Sunday, 15 December 2019
The lawyer for King Albert II, Alain Berenboom, on Friday downplayed a decision by Belgium’s Court of Cassation to reject a bid by the former monarch to appear before it in the latest phase of the Delphine Boël paternity case.
Reacting to Friday’s decision by the Court of Cassation, Berenboom refused to see it as a defeat, stressing that his client was involved in this first phase of the proceedings against his wish, even though the law did not require it.
The Court decided that, at this stage of the proceedings, King Albert II was not party to the action to contest the paternity and, therefore, his point of view could not yet be heard.
His arguments will be considered in the second part of the procedure, which will now be opened at the Brussels Appeal Court to determine any possible paternity of the King.
Delphine Boël, a 51-year-old Belgian woman, has been claiming for years that the king, and not her purported parent Jacques Boël, is her biological father.
Boël took to the courts to seek recognition as Albert’s daughter and a judge subsequently ruled that the king should take a DNA test. Albert appealed against the decision in the Court of Cassation but, in May, he provided genetic material for the DNA test.
“No one knows the result of this DNA test, not even the King,” Berenboom stressed. “At the appeal court, the issue of whether or not to produce the results of the DNA test will be raised.

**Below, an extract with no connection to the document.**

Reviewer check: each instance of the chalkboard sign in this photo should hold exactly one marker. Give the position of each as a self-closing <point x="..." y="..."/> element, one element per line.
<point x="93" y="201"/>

That will be the subject of legal debates.”
The key issue will be to know whether or not the King can be considered the legal father of Delphine Boël. “Delphine Boël no longer has a legal father,” Berenboom explained. “The issue is whether the King will become her legal father or not.”
Asked about the state of mind of the former sovereign, the attorney made a comparison with Roman emperor Marcus Aurelius.
“When I see him, I feel he’s a philosophical king,” he said. “I’m under the impression that he is extremely calm. He reminds me a bit of Emperor Marcus Aurelius. I think the king has that same philosophy.”